Wednesday, February 22, 2012

More on Religion

Part one - note to coffee shop preacher:

I am sure if we met one-on-one under different circumstances, I would like you. You seem like a very kind man, who cares about kids and your community. But, instead, we meet at the coffee shop and every time we do, you are loudly discussing your cock-sure religious beliefs.  Usually, you are quoting the Bible with someone in a pissing contest to prove who is the more pious. Last time we met, I got fed up and left in a fit of anger. This time, I remembered to bring my headphones in order to drown out your conversation. I don't want to infringe on your beliefs and I DO want to keep my opinions to myself. Devout Christians have been some of the kindest people I have ever met in my life. However, I have also been blessed with generous and kind atheist, Jewish and Pagan friends. 

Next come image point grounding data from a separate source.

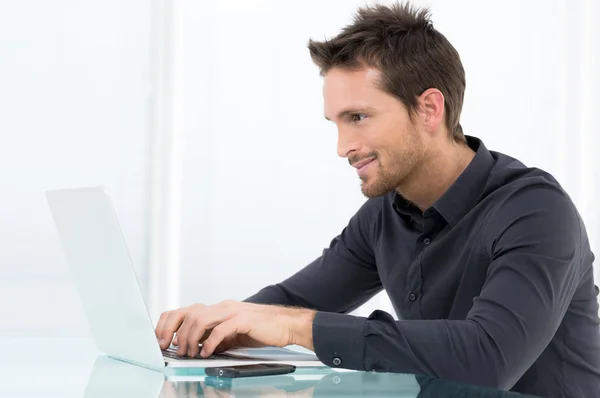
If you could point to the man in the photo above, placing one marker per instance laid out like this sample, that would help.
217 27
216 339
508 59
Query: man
486 261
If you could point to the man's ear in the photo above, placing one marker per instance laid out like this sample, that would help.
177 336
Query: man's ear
431 109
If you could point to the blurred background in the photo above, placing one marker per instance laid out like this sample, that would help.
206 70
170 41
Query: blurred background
204 121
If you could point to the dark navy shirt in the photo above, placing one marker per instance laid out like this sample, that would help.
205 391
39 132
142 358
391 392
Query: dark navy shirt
493 285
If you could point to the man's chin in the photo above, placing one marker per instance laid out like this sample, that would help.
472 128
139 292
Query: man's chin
372 189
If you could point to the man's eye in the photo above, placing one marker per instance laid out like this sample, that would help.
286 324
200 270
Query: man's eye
358 117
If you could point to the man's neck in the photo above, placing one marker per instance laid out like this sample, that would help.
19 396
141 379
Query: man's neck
440 171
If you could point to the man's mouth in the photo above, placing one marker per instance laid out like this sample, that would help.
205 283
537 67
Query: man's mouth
363 165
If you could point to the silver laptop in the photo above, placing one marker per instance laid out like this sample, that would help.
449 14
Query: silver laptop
101 268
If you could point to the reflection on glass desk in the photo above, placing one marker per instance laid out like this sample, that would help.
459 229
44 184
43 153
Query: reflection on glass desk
112 378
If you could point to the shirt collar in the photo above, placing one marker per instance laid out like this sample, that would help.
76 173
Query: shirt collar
462 195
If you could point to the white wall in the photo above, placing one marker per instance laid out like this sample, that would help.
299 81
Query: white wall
263 189
75 84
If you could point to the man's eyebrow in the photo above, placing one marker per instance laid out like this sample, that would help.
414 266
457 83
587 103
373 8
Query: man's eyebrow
351 111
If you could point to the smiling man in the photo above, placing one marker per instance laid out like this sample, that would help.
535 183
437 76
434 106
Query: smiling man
486 261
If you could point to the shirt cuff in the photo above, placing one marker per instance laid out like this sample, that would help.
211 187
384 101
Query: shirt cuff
339 340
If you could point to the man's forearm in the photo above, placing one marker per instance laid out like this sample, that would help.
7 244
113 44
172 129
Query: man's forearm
302 327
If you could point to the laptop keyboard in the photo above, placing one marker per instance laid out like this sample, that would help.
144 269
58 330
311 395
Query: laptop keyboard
171 352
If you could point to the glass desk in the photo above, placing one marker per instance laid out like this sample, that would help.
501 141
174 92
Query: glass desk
73 368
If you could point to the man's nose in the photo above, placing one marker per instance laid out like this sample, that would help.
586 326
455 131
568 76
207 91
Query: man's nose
346 144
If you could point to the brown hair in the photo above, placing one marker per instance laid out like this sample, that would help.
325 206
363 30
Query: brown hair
400 41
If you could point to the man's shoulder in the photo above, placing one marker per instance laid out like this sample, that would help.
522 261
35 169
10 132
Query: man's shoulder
515 191
511 178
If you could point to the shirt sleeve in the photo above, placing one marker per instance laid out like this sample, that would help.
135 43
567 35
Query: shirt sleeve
341 279
535 242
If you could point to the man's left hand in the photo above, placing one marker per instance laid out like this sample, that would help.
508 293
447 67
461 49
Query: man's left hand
233 324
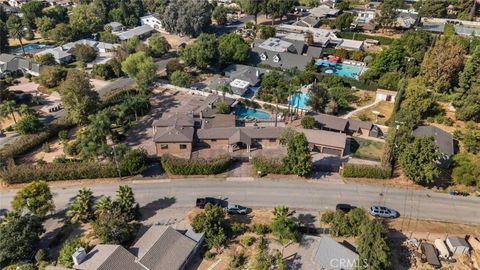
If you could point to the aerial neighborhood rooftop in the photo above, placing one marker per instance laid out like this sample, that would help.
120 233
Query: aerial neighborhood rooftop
239 134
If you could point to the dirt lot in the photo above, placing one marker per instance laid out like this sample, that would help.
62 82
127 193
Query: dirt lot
384 108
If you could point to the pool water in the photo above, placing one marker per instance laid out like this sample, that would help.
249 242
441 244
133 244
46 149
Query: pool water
29 47
299 100
343 70
244 112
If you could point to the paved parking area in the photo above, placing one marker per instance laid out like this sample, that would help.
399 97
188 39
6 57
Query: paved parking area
141 134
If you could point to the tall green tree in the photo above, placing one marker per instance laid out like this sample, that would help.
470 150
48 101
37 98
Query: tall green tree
20 237
8 108
233 49
81 209
125 201
16 29
442 65
189 17
419 160
141 68
373 251
36 198
158 45
298 160
78 96
201 53
3 37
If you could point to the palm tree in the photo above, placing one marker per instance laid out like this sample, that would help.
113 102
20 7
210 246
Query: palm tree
103 205
126 202
225 88
81 210
8 107
16 29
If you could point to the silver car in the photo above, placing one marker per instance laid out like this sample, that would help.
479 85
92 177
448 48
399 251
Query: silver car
382 211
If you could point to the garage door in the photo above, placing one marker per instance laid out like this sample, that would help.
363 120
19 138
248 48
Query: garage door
332 151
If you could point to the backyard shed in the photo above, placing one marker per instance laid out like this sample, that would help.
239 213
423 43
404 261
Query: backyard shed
458 245
442 248
430 253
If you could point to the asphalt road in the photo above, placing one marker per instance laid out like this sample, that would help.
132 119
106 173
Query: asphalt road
298 194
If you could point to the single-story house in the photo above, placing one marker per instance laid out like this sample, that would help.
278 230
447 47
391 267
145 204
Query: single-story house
12 64
319 253
443 140
385 95
280 53
116 26
142 32
153 21
326 142
458 245
161 247
61 56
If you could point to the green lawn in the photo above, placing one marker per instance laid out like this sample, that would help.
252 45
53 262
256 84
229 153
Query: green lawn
366 149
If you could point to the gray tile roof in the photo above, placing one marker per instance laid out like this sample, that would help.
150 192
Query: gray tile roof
331 122
137 31
163 248
12 63
174 134
108 257
252 132
327 138
177 119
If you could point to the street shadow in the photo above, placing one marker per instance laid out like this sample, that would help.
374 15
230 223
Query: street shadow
149 210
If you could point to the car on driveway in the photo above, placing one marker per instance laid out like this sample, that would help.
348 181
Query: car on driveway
344 207
235 209
201 202
382 211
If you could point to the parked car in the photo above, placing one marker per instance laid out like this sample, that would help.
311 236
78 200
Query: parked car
382 211
235 209
344 207
201 202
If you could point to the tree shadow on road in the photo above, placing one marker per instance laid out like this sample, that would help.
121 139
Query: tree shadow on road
149 210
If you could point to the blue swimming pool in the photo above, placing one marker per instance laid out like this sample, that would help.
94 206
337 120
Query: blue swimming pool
244 112
29 47
343 70
299 100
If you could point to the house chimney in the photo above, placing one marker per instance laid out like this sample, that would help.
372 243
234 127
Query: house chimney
79 256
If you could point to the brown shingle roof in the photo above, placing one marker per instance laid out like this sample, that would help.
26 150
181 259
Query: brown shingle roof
174 134
170 251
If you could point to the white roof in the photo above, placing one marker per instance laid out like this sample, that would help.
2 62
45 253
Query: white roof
237 83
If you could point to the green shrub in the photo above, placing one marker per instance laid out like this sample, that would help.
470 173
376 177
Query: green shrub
134 162
265 165
26 143
366 171
25 173
261 229
180 166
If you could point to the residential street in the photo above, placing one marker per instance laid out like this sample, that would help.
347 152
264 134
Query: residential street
305 195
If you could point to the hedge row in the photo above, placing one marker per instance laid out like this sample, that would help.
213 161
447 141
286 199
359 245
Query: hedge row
266 165
117 96
180 166
363 37
366 171
25 173
28 142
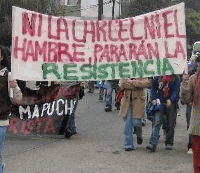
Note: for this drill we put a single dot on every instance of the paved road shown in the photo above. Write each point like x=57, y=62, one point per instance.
x=97, y=148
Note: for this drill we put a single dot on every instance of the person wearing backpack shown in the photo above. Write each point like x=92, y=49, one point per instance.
x=132, y=109
x=164, y=89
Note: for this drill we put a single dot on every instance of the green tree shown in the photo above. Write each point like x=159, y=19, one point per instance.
x=135, y=8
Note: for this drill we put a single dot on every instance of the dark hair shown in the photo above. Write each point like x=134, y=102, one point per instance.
x=6, y=61
x=197, y=59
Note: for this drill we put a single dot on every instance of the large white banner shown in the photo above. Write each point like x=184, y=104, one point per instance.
x=59, y=49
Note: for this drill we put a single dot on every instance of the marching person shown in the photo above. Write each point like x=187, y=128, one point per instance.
x=190, y=92
x=10, y=92
x=110, y=86
x=132, y=109
x=165, y=92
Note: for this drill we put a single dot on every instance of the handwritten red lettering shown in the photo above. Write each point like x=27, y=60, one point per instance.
x=177, y=28
x=50, y=36
x=149, y=26
x=87, y=31
x=132, y=29
x=167, y=25
x=62, y=22
x=28, y=25
x=100, y=29
x=13, y=125
x=122, y=31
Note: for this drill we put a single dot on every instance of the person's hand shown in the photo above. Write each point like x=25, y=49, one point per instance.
x=185, y=77
x=154, y=102
x=168, y=103
x=13, y=83
x=82, y=84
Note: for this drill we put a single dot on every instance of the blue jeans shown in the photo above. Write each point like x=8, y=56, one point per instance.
x=170, y=118
x=72, y=125
x=110, y=85
x=2, y=139
x=188, y=115
x=156, y=124
x=131, y=125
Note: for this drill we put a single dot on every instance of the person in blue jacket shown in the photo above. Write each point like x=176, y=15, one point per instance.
x=165, y=91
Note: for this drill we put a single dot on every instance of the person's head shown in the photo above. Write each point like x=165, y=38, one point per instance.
x=5, y=57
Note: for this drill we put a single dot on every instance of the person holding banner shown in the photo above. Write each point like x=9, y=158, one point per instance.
x=132, y=109
x=190, y=92
x=10, y=92
x=164, y=94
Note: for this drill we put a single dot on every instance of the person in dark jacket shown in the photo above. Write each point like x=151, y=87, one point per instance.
x=165, y=92
x=10, y=92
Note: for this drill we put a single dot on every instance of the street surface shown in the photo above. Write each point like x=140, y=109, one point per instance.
x=97, y=148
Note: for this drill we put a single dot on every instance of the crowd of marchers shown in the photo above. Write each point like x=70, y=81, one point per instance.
x=158, y=98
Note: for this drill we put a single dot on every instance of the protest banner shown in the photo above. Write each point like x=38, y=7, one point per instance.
x=43, y=111
x=48, y=48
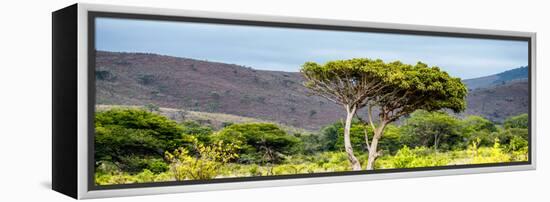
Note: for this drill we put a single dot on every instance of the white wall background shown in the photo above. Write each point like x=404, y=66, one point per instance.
x=25, y=89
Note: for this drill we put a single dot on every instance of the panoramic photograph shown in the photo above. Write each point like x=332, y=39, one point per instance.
x=189, y=101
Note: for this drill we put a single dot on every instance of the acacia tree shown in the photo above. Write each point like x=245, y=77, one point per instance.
x=344, y=82
x=407, y=88
x=394, y=89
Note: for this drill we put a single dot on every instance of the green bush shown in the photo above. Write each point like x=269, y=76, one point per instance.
x=130, y=138
x=259, y=142
x=519, y=121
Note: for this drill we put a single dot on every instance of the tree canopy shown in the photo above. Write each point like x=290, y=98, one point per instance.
x=395, y=89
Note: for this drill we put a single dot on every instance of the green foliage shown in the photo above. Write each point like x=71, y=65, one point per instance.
x=494, y=154
x=131, y=144
x=476, y=127
x=259, y=142
x=403, y=85
x=202, y=133
x=207, y=165
x=520, y=121
x=417, y=157
x=130, y=137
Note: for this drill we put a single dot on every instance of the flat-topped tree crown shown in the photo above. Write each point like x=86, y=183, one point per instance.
x=345, y=82
x=411, y=87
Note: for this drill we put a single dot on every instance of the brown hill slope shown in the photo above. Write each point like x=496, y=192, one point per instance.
x=139, y=79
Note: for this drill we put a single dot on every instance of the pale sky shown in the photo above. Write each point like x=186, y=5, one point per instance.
x=286, y=49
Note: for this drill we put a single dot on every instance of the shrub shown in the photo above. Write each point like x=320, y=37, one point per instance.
x=418, y=157
x=207, y=165
x=493, y=154
x=259, y=142
x=519, y=121
x=131, y=137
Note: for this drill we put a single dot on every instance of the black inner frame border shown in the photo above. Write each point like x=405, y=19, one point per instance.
x=92, y=15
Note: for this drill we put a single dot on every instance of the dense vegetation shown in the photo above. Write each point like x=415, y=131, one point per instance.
x=138, y=145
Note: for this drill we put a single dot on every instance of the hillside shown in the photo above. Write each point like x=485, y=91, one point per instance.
x=214, y=120
x=203, y=86
x=513, y=75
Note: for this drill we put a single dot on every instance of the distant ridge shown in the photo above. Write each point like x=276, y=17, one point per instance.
x=198, y=85
x=512, y=75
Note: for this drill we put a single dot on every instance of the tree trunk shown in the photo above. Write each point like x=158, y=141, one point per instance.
x=373, y=150
x=355, y=165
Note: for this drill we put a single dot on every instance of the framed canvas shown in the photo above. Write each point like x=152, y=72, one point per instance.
x=151, y=101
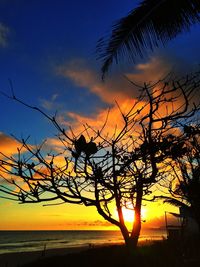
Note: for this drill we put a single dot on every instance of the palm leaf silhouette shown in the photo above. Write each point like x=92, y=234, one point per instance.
x=151, y=23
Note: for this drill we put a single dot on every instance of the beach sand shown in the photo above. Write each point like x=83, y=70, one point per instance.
x=21, y=258
x=155, y=254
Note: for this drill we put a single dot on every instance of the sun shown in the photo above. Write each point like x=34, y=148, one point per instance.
x=129, y=214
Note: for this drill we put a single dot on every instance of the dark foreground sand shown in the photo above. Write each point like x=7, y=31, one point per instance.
x=158, y=254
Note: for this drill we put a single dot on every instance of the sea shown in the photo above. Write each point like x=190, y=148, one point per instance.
x=24, y=241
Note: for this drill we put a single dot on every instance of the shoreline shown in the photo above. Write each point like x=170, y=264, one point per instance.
x=14, y=259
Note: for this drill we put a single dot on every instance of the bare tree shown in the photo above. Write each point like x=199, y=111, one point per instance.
x=100, y=169
x=183, y=182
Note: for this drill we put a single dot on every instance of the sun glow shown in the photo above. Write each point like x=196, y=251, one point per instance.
x=129, y=214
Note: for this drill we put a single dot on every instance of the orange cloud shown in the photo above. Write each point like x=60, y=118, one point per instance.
x=8, y=145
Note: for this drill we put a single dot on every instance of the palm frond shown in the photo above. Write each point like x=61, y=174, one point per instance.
x=151, y=23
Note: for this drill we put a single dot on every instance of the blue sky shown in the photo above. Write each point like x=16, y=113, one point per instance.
x=40, y=37
x=47, y=50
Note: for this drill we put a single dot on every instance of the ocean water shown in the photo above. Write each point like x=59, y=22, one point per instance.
x=21, y=241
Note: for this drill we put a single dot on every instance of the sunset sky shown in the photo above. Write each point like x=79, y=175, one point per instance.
x=47, y=50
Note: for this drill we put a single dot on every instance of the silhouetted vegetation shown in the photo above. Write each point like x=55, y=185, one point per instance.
x=150, y=24
x=183, y=181
x=101, y=169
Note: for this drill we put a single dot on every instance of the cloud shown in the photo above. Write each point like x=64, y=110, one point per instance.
x=4, y=31
x=115, y=87
x=49, y=104
x=8, y=145
x=84, y=77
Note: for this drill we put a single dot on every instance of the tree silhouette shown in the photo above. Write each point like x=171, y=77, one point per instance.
x=101, y=169
x=152, y=23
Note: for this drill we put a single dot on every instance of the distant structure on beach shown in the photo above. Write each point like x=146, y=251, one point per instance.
x=181, y=226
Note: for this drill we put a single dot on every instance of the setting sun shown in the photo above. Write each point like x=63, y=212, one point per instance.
x=129, y=214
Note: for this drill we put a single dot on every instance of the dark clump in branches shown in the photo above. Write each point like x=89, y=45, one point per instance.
x=103, y=169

Part two - my inner dialogue, as I wrestle with my feelings:

I think about my friends who have been through tremendously difficult times and I am thankful that they have such a strong faith. I am positive it is the only way they could have survived their turbulent lives. For this reason, religion definitely has a purpose. However, I have also been through the fire (and am still going through it), and I am doing OK, even though I am not attached to any organized religion. But, I do have faith in something. Call it hope, call it life, call it God or call it Karma. Whatever it is, it allows me to wake up and face another day. I don't dwell on it. I just know that it is. I don't try to recruit others to my way of thinking. I don't spout my beliefs out loud, any chance I get, in order to impress myself or others. I have said it before - faith is an intensely personal experience for me. So personal, in fact, that when I was a child, I used to feel embarrassed in church - it felt like my innermost secrets were being discussed without my permission. My sisters did not feel this way. My mother did not and I do not believe that this is a common experience, but I could be wrong. My father did not attend church with us when we were kids. But, after he died, we cleared many philosophy books from his shelves. Obviously, he had an interest in the inner journeys of humanity. He became more outwardly religious when he started attending AA. Turning his addiction over to a higher power certainly had an effect on him. It also worked, as he was sober for close to 3 decades. 

I feel that someone is out there and something does work but perhaps it is humanity's destiny to not know the answer until we leave this earthly plane.